Il y a ceux qui appellent ça une grève et ceux qui boycottent, et donner un nom à ce qui se passe sur TikTok n’est effectivement pas facile : toute une communauté de créateurs actifs sur la plateforme il s’abstient de créer de nouvelles danses qui ont pour toile de fond le dernier hit musical du moment – la chanson Thot merde par la rappeuse américaine Megan Thee Stallion. Ce sont les créateurs noirs, qui dans un mouvement de contestation ont décidé de ne pas danser sur les notes du morceau de rap fraîchement sorti : le point au centre de la question est le travail créatif de danseurs et chorégraphes noirs, que le reste de la communauté s’approprie systématiquement et sans reconnaissance pour l’utiliser comme un propulseur vers le succès.
Mérites non reconnus
C’est arrivé à Charli D’Amelio et Addison Rae, les deux personnalités les plus suivies de la plateforme qui font désormais des deals millionnaires avec des sponsors et des sociétés de production. Ils ont tous deux construit leur premier succès sur TikTok en réinterprétant chorégraphie née de la créativité d’artistes noirs. Et s’il est vrai d’une part que la plateforme d’origine chinoise fonde une partie de son succès sur la reproduction de danses et de comportements comme s’il s’agissait de défis, d’autre part l’absence d’un système de inventeurs de crédit un pas de danse ou une chorégraphie ont peut-être privé ces personnes de la reconnaissance qu’elles méritent – et les millions de dollars qui l’accompagnaient dans certains cas.
L’affaire Renegade
Ce n’est pas seulement que la communauté des créateurs lésée par ce système dénonce ses mécanismes, et le cas du danseur Jalaiah Harmon était emblématique en ce sens : la toute jeune tiktoker (elle avait alors 14 ans) a inventé le Renégat, l’une des danses les plus célèbres à l’intérieur et à l’extérieur de TikTok également montée par Charli D’Amelio elle-même, mais il a fallu un approfondissement du New York Times pour que le crédit soit reconnu. Cependant, la question est restée brûlante et substantiellement non résolue, en particulier sur une plateforme qui a été accusée à plusieurs reprises de pénaliser les contenus provenant de Noirs.
La grève créative
Avec la sortie du dernier phénomène musical conçu pour la viralité, les créateurs touchés par le phénomène ont décidé d’affirmer leurs raisons avec une protestation qui valait aussi comme démonstration pratique de leur valeur : une sorte de grève créative. Dans un mouvement coordonné par le bouche à oreille social, artistes noirs, danseurs, chorégraphes se sont réunis s’abstenir de se lancer dans des danses ou des pas de danse inédits en utilisant le dernier hit de Megan Thee Stallion. L’objectif : démontrer comment – sans leur créativité au service de la viralité des vidéos – les contenus qui se développent autour d’un contenu ne peuvent générer d’intérêt et, in fine, de revenus.
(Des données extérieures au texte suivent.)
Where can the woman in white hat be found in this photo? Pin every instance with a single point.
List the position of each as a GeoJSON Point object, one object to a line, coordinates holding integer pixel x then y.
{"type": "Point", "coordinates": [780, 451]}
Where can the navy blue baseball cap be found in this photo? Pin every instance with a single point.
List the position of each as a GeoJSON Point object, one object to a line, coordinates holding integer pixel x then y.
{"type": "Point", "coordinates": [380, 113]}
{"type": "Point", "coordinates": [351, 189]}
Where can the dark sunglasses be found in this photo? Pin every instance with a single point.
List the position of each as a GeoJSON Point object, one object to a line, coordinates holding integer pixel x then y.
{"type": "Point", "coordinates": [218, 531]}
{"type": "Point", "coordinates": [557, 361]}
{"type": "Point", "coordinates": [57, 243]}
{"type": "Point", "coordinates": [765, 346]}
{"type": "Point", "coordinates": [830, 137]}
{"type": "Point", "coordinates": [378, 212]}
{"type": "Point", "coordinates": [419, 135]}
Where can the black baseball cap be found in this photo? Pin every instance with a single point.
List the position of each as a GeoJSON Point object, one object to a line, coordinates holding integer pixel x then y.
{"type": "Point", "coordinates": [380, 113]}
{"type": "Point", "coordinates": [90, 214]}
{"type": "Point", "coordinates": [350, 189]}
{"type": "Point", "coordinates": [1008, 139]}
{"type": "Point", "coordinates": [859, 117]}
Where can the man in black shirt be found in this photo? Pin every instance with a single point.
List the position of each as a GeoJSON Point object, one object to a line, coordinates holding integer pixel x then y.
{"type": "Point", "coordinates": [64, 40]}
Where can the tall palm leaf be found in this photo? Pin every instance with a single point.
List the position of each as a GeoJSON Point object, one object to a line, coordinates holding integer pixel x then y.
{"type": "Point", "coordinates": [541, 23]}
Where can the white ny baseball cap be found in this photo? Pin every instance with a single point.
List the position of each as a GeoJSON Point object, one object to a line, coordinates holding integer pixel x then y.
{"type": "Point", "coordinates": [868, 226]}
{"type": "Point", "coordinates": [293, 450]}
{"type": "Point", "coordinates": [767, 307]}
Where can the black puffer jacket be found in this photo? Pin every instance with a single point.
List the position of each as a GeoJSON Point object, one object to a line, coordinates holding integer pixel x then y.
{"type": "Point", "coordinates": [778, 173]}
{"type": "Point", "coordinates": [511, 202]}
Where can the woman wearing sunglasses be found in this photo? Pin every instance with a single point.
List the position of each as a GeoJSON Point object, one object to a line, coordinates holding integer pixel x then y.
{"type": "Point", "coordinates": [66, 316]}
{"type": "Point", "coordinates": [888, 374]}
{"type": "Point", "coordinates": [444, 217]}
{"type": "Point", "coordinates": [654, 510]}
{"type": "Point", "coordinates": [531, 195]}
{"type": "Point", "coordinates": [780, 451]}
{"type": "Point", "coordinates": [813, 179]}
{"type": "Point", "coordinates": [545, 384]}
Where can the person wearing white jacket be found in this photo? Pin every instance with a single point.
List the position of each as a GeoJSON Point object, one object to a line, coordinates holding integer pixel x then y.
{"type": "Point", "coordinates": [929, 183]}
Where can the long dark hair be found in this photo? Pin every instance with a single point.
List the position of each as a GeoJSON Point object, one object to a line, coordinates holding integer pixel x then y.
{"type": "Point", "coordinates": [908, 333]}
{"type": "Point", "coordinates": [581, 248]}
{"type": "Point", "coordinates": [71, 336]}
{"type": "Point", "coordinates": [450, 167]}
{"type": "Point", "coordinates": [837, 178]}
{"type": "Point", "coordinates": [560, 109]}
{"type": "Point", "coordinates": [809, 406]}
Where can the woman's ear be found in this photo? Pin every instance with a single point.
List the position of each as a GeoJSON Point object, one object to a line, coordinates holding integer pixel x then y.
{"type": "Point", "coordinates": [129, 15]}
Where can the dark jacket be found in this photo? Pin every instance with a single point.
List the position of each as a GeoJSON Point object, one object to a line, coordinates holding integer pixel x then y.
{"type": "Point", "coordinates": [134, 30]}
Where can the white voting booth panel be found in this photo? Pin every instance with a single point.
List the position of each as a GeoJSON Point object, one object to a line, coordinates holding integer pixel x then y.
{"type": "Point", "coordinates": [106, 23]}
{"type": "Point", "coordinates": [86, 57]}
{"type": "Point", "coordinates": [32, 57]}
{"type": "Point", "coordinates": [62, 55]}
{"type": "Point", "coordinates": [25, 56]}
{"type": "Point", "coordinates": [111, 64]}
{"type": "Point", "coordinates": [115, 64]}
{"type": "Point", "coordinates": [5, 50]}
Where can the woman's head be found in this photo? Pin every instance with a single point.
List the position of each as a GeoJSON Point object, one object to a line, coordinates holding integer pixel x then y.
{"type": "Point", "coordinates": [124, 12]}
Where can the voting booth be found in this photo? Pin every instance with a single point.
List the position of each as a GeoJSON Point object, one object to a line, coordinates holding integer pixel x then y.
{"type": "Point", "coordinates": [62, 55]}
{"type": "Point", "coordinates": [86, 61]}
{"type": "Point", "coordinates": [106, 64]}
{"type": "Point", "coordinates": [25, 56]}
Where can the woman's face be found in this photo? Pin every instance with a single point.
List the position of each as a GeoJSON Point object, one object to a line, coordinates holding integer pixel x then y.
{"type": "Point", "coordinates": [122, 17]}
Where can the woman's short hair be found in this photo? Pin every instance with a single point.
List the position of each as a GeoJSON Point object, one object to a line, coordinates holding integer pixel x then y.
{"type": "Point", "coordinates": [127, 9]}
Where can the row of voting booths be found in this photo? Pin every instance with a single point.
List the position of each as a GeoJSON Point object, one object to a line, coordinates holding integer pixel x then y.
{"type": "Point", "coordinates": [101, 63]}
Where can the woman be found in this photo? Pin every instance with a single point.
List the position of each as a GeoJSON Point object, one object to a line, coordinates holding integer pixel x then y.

Les contenus liés à la chanson qui émergent en termes de nombre de vues manquent en effet d’énergie : dans un morceau où l’on prévoit des mouvements comme le twerk, on se limite souvent à la synchronisation labiale ou à agiter les mains vers le haut. Les vidéos arrivent ciblé par l’ironie de la communauté noire qui met l’accent sur le manque de passion et de créativité, et dans certains cas, les utilisateurs sont empêchés de commenter pour éviter les critiques. Parmi les contenus, il y a évidemment ceux qui diffèrent par l’inventivité et l’ingéniosité, pas plus que les tiktoks provenant de créateurs noirs ; en attendant pourtant la chanson est déjà devenue un forum de discussion sur le sujet.